Dissident shareholders trying to take control of Storer Communications Inc., the Miami-based media company, said yesterday that an order issued by a Connecticut court Friday will not prevent them from seeking to elect their own representatives to Storer's board of directors.
Storer's attorneys disagreed, saying the judge's findings made it clear that the dissidents could not continue to solicit proxies and campaign for their own slate of directors without getting approval of the Connecticut Department of Public Utility Control.
Both sides are beating the bushes for shareholder support at the May 7 annual meeting in Miami, with the company and the dissidents each trying to elect at least five of the nine members of the board.
The dissidents have said that if they gain control, they would maximize the return to the shareholders by liquidating the company. Storer owns seven TV stations and has 1.5 million cable customers in 18 states. Storer's franchise in northern Prince George's County is expected to be sold next month to a group of investors headed by former Prince George's County executive Winfield M. Kelly Jr.
With the battle for the assets of Storer Communications growing increasingly litigious, the company sought help in state court in Connecticut, which has one of the tougher laws affecting corporate acquisitions. After a hearing, Judge Ronald J. Fracasse issued a temporary injunction ordering the dissidents -- Coniston Partners and associates -- to apply by May 1 for state approval of the takeover effort. It also ordered them not to sell or dispose of any parts of the company until that approval was granted.
Augustus K. Oliver, a general partner in Coniston Partners, said of the decision: "It in no way affects our ability to solicit proxies and elect nominees to the board of the parent company."
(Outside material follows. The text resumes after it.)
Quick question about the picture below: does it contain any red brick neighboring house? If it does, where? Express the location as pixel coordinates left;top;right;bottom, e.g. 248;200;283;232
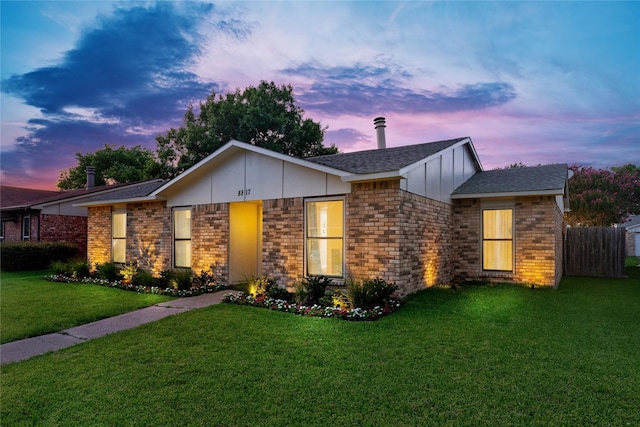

Oliver said that there was no reason to appeal the judge's decision. The company, he said, had been trying to prevent them from pursuing the takeover battle but had failed. He said that Coniston Partners would file the application by May 1, as the judge requested.
Attorney William R. Murphy of New Haven, representing Storer, took an opposite view of the judge's order. He said the judge made it clear in his findings, accompanying his order, that the soliciting of proxies constituted an action to take over the company and that that action was prohibited without prior approval from the state agency. "That is the only fair interpretation," Murphy said.
The case dealt specifically with Storer Cable TV of Connecticut Inc.; Storer Communications of Groton Inc., and Storer Communications of Clinton Inc, which serve 95,000 cable customers. Other litigation involving the Storer battle is pending in federal courts in New York and Connecticut.
The outcome of the struggle for shareholder votes apparently is closely tied to the votes of the institutions that hold upwards of 60 percent of the company's stock. If the company wins, they have agreed in principle to a deal with Kohlberg Kravis Roberts & Co., a New York firm specializing in management buyouts. A revamped management would pay stockholders $75 in cash, $25 in preferred stock (without dividends for six years) and warrants -- whose value was not immediately stated. But the deal is contingent on regaining control of the board.